Papasavvas Ioannis, Herbort Carl P
Retinal and Inflammatory Eye Diseases, Centre for Ophthalmic Specialized Care (COS), Clinic Montchoisi Teaching Centre, Lausanne, Switzerland.
Clin Ophthalmol. 2021 Mar 8;15:1055-1059. doi: 10.2147/OPTH.S299436. eCollection 2021.
Juvenile idiopathic arthritis (JIA)-associated uveitis is the most common form of intraocular inflammation with systemic involvement in childhood. Textbooks tend to describe it as non-granulomatous anterior uveitis. Here, we report the percentage of granulomatous features in JIA-related uveitis among patients at a uveitis referral center.
We conducted a retrospective study of all patients with JIA-related uveitis who were seen at the Center for Ophthalmic Specialized Care in Lausanne between 2000 and 2020. The sample comprised pediatric patients with bilateral anterior uveitis diagnosed as JIA-related with positive antinuclear antibody (ANA) titers. Exclusion criteria were a positive Mantoux or Quantiferon test or elevated serum lysozyme and/or angiotensin converting enzyme (ACE) levels. The presence of one of the following features qualified the uveitis as granulomatous: granulomatous keratic precipitates (KPs) of mutton-fat type, smaller granulomatous KPs, or Koeppe nodules. The amount of inflammation was measured using laser flare photometry.
Thirty-eight patients were identified (mean age 13.34 ± 2.71 years; all female). In 12 patients (31.5%), the uveitis presented granulomatous features at presentation or during follow-up in at least one eye. Two of the 12 (16%) granulomatous patients had only light or no systemic involvement. The mean flare was 136.3±149 ph/ms, which is much higher than granulomatous uveitis entities of other origin reported in the literature.

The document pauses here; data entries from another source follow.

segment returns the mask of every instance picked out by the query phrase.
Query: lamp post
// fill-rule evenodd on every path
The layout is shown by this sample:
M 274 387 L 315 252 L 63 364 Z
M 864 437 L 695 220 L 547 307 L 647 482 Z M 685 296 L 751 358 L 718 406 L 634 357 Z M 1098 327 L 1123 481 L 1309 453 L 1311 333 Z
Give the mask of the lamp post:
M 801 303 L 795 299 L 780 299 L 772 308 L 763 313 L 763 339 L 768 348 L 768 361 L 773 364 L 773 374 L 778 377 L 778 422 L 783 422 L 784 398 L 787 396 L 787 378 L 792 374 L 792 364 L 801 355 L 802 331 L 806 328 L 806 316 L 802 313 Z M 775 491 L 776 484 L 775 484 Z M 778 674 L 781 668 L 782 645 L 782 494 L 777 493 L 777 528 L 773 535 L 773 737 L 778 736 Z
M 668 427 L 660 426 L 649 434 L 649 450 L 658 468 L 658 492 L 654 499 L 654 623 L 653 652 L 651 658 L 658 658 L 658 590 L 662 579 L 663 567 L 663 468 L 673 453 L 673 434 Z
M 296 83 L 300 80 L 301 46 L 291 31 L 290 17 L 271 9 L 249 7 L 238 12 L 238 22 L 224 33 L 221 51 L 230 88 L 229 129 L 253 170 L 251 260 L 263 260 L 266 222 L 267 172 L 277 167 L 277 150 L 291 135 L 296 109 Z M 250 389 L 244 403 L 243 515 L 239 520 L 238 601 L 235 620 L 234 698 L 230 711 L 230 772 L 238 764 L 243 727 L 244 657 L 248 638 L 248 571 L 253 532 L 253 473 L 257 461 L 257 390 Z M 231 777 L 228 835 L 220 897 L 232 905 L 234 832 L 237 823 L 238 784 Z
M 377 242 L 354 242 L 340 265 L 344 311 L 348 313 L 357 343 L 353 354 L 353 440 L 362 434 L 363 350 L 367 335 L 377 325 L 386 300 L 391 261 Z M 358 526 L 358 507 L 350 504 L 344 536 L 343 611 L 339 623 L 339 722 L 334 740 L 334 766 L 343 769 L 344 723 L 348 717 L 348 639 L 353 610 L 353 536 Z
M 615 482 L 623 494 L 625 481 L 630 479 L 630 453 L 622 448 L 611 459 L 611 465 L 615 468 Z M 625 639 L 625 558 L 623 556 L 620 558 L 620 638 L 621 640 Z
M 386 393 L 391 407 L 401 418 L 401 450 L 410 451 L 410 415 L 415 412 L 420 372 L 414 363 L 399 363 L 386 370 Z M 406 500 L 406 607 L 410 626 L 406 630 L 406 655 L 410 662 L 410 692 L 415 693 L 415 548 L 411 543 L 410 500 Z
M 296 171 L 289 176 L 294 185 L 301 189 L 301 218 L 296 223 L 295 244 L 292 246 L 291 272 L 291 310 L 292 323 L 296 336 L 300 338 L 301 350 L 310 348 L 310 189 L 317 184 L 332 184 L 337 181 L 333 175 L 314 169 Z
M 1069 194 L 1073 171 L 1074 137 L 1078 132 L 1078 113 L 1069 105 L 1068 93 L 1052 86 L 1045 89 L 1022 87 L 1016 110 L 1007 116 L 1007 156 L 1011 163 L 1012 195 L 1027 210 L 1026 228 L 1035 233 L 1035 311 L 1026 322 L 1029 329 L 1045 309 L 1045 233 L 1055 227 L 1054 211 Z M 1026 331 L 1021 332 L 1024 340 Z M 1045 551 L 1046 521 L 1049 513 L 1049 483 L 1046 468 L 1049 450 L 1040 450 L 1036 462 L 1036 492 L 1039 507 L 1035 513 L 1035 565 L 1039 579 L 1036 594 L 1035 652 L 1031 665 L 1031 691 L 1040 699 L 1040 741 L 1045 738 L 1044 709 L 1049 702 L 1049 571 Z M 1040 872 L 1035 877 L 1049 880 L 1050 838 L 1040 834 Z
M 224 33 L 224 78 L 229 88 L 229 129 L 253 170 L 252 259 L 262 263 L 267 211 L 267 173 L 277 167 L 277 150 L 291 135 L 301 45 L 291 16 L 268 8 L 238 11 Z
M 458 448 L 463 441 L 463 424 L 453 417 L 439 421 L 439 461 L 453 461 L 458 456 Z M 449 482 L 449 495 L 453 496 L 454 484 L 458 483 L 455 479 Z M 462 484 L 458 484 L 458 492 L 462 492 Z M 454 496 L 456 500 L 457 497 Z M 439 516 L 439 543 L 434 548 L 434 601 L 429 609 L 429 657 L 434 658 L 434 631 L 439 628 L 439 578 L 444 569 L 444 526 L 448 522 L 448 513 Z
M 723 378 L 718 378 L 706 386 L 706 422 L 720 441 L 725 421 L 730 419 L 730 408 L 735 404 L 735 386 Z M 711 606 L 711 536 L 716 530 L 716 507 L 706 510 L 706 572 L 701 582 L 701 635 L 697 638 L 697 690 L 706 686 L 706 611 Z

JIA related uveitis can have a granulomatous presentation in about one third of patients with the Oligoarticular type and ANA positive, seen in a uveitis referral center. The presence of granulomatous features in bilateral uveitis in ANA-positive pediatric patients should not exclude the diagnosis of JIA-related uveitis, even in the absence of systemic involvement, as this entity presents a much more severe uveitis than other granulomatous anterior uveitis entities.

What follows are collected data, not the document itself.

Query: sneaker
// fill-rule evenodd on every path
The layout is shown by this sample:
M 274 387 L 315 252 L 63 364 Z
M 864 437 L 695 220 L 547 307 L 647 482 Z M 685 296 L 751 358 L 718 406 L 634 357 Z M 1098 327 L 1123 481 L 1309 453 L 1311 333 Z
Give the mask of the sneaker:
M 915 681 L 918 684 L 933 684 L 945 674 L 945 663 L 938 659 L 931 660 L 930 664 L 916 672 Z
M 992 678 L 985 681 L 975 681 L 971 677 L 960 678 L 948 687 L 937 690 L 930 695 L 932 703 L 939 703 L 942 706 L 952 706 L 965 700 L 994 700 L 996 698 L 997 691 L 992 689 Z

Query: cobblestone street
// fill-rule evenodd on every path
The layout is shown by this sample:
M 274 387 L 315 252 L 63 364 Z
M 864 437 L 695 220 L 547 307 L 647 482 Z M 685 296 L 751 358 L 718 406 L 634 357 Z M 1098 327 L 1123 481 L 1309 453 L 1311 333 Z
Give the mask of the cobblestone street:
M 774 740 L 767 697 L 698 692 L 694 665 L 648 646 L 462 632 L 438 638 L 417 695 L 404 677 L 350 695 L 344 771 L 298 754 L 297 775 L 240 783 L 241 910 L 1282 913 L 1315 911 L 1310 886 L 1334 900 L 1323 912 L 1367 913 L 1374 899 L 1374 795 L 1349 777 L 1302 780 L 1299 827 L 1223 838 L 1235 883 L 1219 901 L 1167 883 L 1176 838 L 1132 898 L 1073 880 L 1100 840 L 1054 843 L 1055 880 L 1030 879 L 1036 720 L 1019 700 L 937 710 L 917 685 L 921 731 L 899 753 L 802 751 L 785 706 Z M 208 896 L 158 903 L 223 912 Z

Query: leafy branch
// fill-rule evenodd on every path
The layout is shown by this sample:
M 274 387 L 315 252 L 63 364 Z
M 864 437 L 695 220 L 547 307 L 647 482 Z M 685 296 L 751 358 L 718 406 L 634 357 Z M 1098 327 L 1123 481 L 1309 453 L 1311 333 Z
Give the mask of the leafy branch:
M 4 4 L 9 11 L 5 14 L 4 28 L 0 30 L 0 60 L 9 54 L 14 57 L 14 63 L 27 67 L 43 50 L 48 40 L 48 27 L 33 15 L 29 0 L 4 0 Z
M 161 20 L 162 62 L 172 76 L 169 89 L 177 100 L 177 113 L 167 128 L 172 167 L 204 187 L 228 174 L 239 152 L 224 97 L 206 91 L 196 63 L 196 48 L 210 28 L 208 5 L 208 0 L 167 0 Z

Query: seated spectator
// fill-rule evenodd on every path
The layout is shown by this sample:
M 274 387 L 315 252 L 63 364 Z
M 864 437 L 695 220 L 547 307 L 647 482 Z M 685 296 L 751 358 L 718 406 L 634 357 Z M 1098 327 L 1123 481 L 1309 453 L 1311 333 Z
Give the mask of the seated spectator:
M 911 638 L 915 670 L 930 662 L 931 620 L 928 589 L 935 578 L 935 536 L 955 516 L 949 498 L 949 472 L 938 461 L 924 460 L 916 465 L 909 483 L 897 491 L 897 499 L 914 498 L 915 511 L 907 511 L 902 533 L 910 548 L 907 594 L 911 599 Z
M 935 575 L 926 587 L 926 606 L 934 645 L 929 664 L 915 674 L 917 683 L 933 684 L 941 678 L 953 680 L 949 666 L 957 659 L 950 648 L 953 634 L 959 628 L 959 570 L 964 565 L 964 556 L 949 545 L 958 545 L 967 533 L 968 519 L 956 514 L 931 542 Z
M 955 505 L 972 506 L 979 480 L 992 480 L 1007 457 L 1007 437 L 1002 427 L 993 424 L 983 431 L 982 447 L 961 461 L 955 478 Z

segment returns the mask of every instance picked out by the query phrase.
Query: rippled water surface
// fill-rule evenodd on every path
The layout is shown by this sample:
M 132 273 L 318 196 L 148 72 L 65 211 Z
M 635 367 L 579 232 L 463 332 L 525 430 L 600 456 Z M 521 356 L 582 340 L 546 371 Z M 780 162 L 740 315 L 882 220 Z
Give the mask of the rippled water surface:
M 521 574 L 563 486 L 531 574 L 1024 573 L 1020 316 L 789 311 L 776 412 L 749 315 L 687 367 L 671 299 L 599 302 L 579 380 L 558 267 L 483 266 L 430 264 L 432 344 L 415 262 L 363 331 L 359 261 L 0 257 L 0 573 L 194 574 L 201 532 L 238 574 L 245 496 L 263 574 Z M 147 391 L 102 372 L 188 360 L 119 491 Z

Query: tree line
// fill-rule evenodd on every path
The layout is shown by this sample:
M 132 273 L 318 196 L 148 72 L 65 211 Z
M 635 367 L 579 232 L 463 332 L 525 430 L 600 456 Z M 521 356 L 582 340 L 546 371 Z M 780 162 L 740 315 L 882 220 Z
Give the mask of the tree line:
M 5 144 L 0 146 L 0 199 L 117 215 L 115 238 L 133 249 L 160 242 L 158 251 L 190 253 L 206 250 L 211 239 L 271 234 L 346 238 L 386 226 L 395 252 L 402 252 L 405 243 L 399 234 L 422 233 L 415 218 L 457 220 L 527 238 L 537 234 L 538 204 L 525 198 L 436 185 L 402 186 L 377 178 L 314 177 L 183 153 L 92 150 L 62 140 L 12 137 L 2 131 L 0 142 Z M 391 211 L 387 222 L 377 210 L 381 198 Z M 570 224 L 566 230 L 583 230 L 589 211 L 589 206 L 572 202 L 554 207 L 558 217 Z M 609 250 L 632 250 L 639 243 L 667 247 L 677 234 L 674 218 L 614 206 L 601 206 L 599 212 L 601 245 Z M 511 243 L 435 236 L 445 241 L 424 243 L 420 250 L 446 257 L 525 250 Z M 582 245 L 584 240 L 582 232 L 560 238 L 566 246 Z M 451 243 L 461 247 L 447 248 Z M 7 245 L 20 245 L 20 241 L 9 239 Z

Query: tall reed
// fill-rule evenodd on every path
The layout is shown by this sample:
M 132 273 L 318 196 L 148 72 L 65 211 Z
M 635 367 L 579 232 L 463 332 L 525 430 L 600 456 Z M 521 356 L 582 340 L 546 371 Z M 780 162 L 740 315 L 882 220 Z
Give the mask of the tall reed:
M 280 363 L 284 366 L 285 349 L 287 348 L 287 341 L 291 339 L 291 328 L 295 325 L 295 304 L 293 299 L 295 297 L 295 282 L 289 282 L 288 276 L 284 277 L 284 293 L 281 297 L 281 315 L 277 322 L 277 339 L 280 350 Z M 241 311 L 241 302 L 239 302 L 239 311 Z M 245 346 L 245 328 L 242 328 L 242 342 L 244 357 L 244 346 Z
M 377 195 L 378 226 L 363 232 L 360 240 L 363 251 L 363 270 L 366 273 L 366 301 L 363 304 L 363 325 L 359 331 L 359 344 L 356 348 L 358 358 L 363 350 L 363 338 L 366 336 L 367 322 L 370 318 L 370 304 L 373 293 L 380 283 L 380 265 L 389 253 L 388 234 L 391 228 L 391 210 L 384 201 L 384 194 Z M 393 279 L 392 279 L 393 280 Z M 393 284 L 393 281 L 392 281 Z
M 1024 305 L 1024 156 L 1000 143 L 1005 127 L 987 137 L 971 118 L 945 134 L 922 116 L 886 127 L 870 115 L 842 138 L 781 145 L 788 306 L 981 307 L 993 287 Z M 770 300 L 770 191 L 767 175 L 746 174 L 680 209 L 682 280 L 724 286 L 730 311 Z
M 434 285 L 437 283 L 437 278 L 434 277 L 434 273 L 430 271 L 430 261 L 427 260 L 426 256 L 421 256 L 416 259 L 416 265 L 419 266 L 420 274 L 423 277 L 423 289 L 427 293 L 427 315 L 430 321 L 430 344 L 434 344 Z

幼年特发性关节炎(JIA)相关葡萄膜炎是儿童期最常见的伴有全身受累的眼内炎症形式。教科书往往将其描述为非肉芽肿性前葡萄膜炎。在此,我们报告葡萄膜炎转诊中心患者中JIA相关葡萄膜炎的肉芽肿特征百分比。
我们对2000年至2020年期间在洛桑眼科专科护理中心就诊的所有JIA相关葡萄膜炎患者进行了一项回顾性研究。样本包括诊断为JIA相关且抗核抗体(ANA)滴度阳性的双侧前葡萄膜炎儿科患者。排除标准为结核菌素试验或全血γ干扰素释放试验阳性,或血清溶菌酶和/或血管紧张素转换酶(ACE)水平升高。以下特征之一的存在使葡萄膜炎符合肉芽肿性:羊脂状肉芽肿性角膜后沉着物(KP)、较小的肉芽肿性KP或科佩结节。使用激光 flare 光度计测量炎症程度。
共确定38例患者(平均年龄13.34±2.71岁;均为女性)。12例患者(31.5%)的葡萄膜炎在就诊时或随访期间至少一只眼中出现肉芽肿特征。12例肉芽肿性患者中有2例(16%)仅有轻度全身受累或无全身受累。平均flare为136.3±149 ph/ms,远高于文献报道的其他来源的肉芽肿性葡萄膜炎。
在葡萄膜炎转诊中心,约三分之一少关节型且ANA阳性的患者中,JIA相关葡萄膜炎可呈肉芽肿性表现。ANA阳性儿科患者双侧葡萄膜炎中存在肉芽肿特征不应排除JIA相关葡萄膜炎的诊断,即使无全身受累,因为该疾病比其他肉芽肿性前葡萄膜炎更严重。